Alder aurait pu être une des victimes de ce Bourbon-Reeves. Mais il aurait aussi bien pu être un de ses complices dans le recel de fausses pièces historiques... Pourquoi? Parce que, selon le communiqué de presse issu à l'époque de son achat, le musée du RUSI avait acheté cette "collection Essling" après un prêt longue durée fait par M. et Mme C.H.L. Alder. Or cet achat s'était déroulé en début août 1939, soit six semaines à peine après la date de l'attestation qu'Alder avait montrée au baron de Veauce de son acquisition auprès dudit Bourbon (21 juin 1939). On peut à peine parler de prêt longue durée au musée du RUSI à moins que... Alder ait été complice de Reeves et qu'il avait effectivement déposé cette "collection" depuis plusieurs mois au musée alors qu'elle ne lui appartenait pas encore. Ceci ressemble fort à une opération de recel, car une acceptation verbale d'achat par le musée, en juin 1939, aurait alors provoqué diverses ventes en coulisse pour régulariser la situation de tous les intermédiaires et fournisseurs de cette collection d'une trentaine de pièces: Alder devait vendre au musée, donc Alder devait acheter auprès de Reeves, d'où la régularisation de juin 1939 avec "attestation" que le musée réclama probablement pour finaliser son achat quelques semaines plus tard, en août 1939. Rappelons un autre détail à charge: Alder avait affirmé au baron de Veauce qu'il était en possession d'une lettre signée de Masséna authentifiant cette collection. Dès lors, on ne peut que s'étonner qu'Alder, à l'époque de la visite de Veauce, située entre 1952 (date de la découverte du masque dans le musée londonien) et 1957 (publication du livre de Veauce), ait pu encore avoir en sa possession un document aussi capital alors qu'il aurait dû, logiquement, le remettre au nouveau propriétaire de cette "collection", à savoir le musée, et ce depuis la transaction d'août 1939 ! Ainsi Alder aurait gardé un tel document plus de 15 ans. Notre pressentiment est qu'Alder avait menti au baron de Veauce, que la visite de ce dernier avait dû l'importuner, et qu'il avait essayer de "noyer le poisson" pour cacher sa connivence possible dans cette escroquerie.
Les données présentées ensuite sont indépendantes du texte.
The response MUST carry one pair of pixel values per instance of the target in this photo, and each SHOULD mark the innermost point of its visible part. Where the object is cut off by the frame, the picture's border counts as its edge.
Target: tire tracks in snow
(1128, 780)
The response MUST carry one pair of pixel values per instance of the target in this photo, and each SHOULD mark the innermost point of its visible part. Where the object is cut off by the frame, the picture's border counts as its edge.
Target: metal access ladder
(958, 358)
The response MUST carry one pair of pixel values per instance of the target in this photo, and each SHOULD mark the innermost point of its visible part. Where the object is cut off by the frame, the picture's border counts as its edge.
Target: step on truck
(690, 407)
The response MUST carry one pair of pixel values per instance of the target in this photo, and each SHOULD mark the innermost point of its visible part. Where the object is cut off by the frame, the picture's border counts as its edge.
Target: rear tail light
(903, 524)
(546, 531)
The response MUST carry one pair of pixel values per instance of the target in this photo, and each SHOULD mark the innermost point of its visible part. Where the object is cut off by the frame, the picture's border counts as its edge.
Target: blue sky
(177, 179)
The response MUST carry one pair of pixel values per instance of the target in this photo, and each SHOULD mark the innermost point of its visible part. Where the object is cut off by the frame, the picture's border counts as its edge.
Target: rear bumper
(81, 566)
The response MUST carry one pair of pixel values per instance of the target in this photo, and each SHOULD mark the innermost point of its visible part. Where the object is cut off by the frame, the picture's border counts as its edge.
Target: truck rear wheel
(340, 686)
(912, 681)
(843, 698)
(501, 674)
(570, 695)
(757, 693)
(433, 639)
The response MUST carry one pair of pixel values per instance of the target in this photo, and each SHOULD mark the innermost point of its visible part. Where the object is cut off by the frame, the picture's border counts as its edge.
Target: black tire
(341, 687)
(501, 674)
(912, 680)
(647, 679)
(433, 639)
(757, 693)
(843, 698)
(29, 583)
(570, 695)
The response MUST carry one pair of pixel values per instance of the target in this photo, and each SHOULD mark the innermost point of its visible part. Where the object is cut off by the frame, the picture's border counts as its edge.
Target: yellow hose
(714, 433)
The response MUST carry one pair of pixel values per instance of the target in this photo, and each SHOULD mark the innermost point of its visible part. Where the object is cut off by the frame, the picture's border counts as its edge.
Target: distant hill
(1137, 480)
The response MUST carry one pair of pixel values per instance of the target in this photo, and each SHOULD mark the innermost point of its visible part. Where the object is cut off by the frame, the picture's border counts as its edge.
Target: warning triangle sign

Mais il est aussi possible qu'Alder ait été de bonne fois, que le document capital resté en sa possession ait existé, quoique faux, et que son prêt long terme n'avait en fait duré que 6 semaines.

Quant à Reeves, il est logique qu'il aura changé d'adresse, et de nom, après l'article du John Bull de 1935. Il ne pouvait plus continuer à vivre comme un prince en grand standing dans sa maison de Loose, alors que de possibles acheteurs trompés sur la marchandise auraient pu le retrouver aisément.

Maison de Reeves à Loose 
Intérieur de la maison du "prince de Bourbon" à Loose

En 1935, à la date de l'article, il avait déjà 62 ans. Il est possible qu'il ait été forcé de vendre ses biens et assumer de nouveau son identité, ceci afin d'effacer la trace d'escroqueries passées. En revenant vivre à Herford sous sa propre identité, il pouvait éventuellement confondre les pistes et nier n'avoir jamais rien eu à voir avec ledit Bourbon, peut-être créé par la fantaisie d'un magazine. Toujours est-il que le décès d'un certain William A. Reeves a été enregistré à Hertford en 1946, alors qu'il était justement âgé de 73 ans, donc né en 1873. Était-ce le bon Reeves, à savoir le faux Bourbon? Difficile de le savoir. La guerre mondiale aidant, depuis 1935, les pistes furent perdues ou les recherches abandonnées. Et un décès en 1946 annulait toute poursuite après-guerre.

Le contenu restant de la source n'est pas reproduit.